Solucan Deliğinden Kemalettin Tuğcu Çıkarmak

Interstellar diye çok güzel bir film var. İzlemeyenler için kısaca anlatmaya çalışacağım. Nitekim anlatması zor. Bilim kurgu diyebileceğimiz ama aslında Albert Einstein ve Nathan Rosen’ın Genel Görelilik kuramına dair bir tahminden yola çıkarak hazırlanan felsefi bir tarafı olan klasik bilim kurgulardan farklı bir film. Teori şudur ki uzay/zaman içerisinde kısayol diyebileceğimiz köprüler vardır. Böylece uzay/zamanda iki nokta birbirine bağlanabilir, mesafe ve zamanı kısaltarak geçişler yapılabilir. Bu geçişlere de solucan deliği denir. (Kendilerinin verdiği isim tabii) Teoriye dair minicik bir özet bu elbette. Özetlerken hata yapmış da olabilirim. Ama film kısaca bunun üzerine kurulmuş.

Bir gün iş çıkışı arkadaşımla Taksim’deki sahaf festivaline gittik. Ben normalde eski basım veya ikinci el kitap seven biri değilim. Hatta eski kitaplara dokunurken huylanırım.
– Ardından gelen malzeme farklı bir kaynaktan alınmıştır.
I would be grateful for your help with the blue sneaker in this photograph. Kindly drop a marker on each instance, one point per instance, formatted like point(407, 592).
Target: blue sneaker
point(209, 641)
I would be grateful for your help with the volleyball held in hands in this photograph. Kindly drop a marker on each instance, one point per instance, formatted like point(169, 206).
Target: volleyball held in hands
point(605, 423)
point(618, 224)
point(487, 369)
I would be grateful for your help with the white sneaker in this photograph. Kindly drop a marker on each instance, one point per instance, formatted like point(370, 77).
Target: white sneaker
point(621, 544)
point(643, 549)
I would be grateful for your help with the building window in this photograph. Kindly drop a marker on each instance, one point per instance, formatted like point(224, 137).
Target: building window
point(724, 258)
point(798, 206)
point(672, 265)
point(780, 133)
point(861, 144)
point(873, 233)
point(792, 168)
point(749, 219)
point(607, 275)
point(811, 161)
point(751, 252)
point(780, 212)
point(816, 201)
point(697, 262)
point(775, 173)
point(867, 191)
O yüzden üstünkörü neler varmış diye bakınırken birleştirilmiş eski basım bir dergi gözüme ilişti. İsmi Çocuk Haftası‘ydı. Dergi hakkında bir fikrim yoktu ama o ara bir dergi projesi gündemdeydi ve ben de belki fikir verir düşüncesiyle dergiyi aldım.
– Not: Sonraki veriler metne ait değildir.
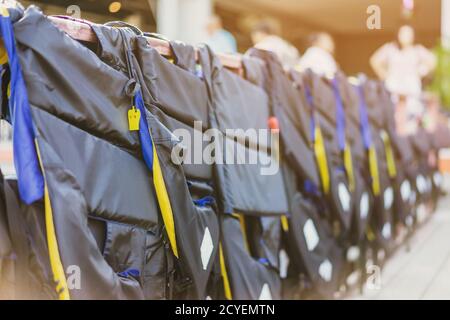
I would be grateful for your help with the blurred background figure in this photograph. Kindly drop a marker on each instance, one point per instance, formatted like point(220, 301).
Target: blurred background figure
point(264, 37)
point(220, 40)
point(403, 64)
point(319, 57)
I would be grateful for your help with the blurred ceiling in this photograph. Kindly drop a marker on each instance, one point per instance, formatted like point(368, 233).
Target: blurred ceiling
point(342, 16)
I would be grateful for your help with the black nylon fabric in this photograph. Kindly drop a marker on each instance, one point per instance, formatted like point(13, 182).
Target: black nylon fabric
point(79, 107)
point(310, 242)
point(363, 197)
point(383, 219)
point(340, 199)
point(262, 282)
point(292, 115)
point(194, 271)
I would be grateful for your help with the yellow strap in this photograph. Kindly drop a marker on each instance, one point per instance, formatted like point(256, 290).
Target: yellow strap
point(390, 160)
point(164, 202)
point(3, 54)
point(223, 271)
point(284, 223)
point(321, 158)
point(52, 242)
point(348, 163)
point(374, 173)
Dergiyi eve getirince babamın gözleri doldu. Meğerse o, çocukken bu dergiyi takip edermiş. Hatta bu dergide Kemalettin Tuğcu’nun tefrika olarak yazdığı hikâyeleri çok severmiş. O zamana kadar Kemalettin Tuğcu’nun kitaplarını hiç okumamıştım. Ancak dramatik içeriğinden haberdardım. Babamın zamanında bu hikâyelerin karşılığı varmış ki yaklaşık 50 sene sonra hâlâ özlem duyuyordu. Çocukluğunu hatırlatıyor olsa gerek.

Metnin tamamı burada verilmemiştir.